Kaitōrete Spit. Photo: Christchurch Libraries
Kaitōrete Spit. Photo: Christchurch Libraries
About 1000 hectares on Kaitōrete Spit near Christchurch could become home to a new rocket launch site and aerospace research facility. 

The aerospace sector has a current global value of $360 billion, estimated to increase to $2.7 trillion by 2050, with New Zealand's space economy valued at $1.7 billion in the 2018/9 financial year and employing 12,000 people.

The Kaitōrete Spit plan is a commercial joint venture between Kaitōrete Ltd (Te Taumutu Rūnanga and Wairewa Rūnanga) and the Crown called Project Tāwhaki.

It aims to develop aerospace research and development facilities on the spit, including a possible launch pad, and help protect the environment with fencing and planting 5000 native plants over two years. 

Said Christchurch Mayor Lianne Dalziel: “As a city we have been working hard to build on the strengths of our region while looking at global opportunities. Aerospace and future transport represent an important strand of this work. 

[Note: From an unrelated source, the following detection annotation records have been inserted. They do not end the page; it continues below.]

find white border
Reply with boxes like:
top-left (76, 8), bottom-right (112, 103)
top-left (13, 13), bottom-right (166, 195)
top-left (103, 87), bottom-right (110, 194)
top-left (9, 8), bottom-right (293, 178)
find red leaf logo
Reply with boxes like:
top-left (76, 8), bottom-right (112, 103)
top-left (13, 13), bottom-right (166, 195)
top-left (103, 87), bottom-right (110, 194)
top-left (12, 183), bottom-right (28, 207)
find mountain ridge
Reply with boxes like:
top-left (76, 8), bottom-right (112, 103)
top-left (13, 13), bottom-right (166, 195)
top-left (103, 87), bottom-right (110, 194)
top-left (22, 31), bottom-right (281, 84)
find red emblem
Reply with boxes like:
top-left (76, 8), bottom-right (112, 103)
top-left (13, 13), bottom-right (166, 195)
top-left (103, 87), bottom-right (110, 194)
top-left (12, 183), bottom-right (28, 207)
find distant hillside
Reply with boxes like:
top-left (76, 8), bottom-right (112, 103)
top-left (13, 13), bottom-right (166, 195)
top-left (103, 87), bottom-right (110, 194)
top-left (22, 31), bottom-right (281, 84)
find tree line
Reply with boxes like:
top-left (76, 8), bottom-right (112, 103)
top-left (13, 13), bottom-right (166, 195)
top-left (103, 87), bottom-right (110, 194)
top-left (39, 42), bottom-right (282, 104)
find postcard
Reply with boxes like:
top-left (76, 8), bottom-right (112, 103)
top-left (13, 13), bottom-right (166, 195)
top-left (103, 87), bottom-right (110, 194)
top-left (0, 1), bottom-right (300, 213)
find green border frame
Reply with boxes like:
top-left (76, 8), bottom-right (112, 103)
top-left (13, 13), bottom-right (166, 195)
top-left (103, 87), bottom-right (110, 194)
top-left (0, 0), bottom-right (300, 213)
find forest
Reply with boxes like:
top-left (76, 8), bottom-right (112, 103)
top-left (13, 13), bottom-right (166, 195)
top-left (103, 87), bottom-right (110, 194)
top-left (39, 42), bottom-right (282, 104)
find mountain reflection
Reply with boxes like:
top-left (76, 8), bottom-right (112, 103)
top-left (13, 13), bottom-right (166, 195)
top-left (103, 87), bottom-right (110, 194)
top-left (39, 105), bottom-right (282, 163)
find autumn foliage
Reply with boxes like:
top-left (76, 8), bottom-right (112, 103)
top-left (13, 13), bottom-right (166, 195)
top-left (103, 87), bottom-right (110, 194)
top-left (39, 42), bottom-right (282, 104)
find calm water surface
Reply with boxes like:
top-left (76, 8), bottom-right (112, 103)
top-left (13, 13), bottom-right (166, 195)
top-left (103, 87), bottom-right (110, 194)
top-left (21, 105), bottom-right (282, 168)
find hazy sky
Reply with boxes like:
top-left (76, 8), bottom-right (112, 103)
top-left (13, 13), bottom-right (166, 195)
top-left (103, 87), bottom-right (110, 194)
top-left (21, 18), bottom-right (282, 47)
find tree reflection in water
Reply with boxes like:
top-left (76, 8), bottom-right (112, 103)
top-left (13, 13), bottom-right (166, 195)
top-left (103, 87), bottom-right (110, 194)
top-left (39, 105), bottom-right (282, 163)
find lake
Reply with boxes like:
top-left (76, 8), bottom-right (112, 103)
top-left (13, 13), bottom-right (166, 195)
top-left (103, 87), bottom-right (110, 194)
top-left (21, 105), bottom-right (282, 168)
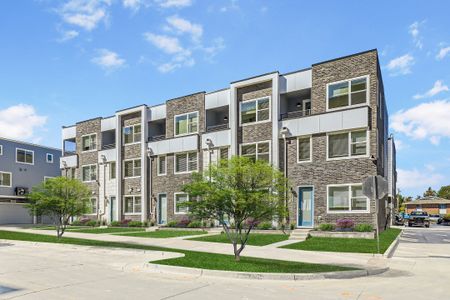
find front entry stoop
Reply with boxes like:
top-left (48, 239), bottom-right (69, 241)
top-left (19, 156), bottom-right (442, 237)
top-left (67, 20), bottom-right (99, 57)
top-left (289, 228), bottom-right (312, 242)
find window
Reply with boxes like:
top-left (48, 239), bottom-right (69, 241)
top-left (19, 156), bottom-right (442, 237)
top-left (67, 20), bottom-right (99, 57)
top-left (16, 148), bottom-right (34, 165)
top-left (297, 136), bottom-right (312, 162)
top-left (175, 152), bottom-right (198, 173)
top-left (158, 156), bottom-right (167, 175)
top-left (124, 196), bottom-right (141, 214)
top-left (109, 161), bottom-right (116, 180)
top-left (328, 130), bottom-right (368, 159)
top-left (328, 76), bottom-right (368, 109)
top-left (45, 153), bottom-right (53, 164)
top-left (174, 193), bottom-right (189, 214)
top-left (0, 172), bottom-right (12, 187)
top-left (241, 142), bottom-right (270, 161)
top-left (328, 184), bottom-right (369, 212)
top-left (81, 133), bottom-right (97, 151)
top-left (82, 165), bottom-right (97, 182)
top-left (88, 198), bottom-right (97, 215)
top-left (175, 112), bottom-right (198, 135)
top-left (123, 124), bottom-right (141, 145)
top-left (241, 97), bottom-right (270, 124)
top-left (123, 159), bottom-right (141, 178)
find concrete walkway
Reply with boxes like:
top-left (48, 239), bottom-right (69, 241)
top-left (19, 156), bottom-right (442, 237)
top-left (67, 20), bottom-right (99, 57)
top-left (0, 226), bottom-right (388, 269)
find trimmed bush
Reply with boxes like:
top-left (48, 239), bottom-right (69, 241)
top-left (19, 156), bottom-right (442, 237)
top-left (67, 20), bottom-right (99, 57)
top-left (355, 224), bottom-right (373, 232)
top-left (319, 223), bottom-right (334, 231)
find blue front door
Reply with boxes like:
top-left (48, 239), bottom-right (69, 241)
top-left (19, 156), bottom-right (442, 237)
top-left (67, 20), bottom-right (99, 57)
top-left (297, 186), bottom-right (314, 227)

"Ōtautahi Christchurch has long been a basecamp for exploration of extreme environments, as one of five Antarctic gateway cities. Now the horizon for that exploration has been dramatically expanded as the city’s aerospace industry grows further."

Said Mark Rocket, Kea Aerospace chief executive: "Our city is an ideal technology test bed for atmospheric and terrestrial projects.

"Christchurch’s aerospace ecosystem is building momentum and projects are starting to flourish. Christchurch is a gateway to the Antarctic and soon will be a gateway to space.”

Companies like Kea Aerospace, which is developing an unmanned high-altitude solar aircraft, Dawn Aerospace, which makes reusable rockets designed to carry small satellites into space, and Wisk, which is a self-flying, electric aircraft that rises like a helicopter and flies like a plane, are part of that aerospace ecosystem and could potentially use Project Tāwhaki’s facilities.

Well-known New Zealand aerospace company RocketLab had considered the site for launches in 2015 but eventually chose the Mahia Peninsula in Hawke's Bay because it was allowed to launch more rockets there per year. Only 12 rocket launches would be allowed a year at the Kaitōrete Spit site.

However, NASA used the area to launch suborbital rockets in the 1960s.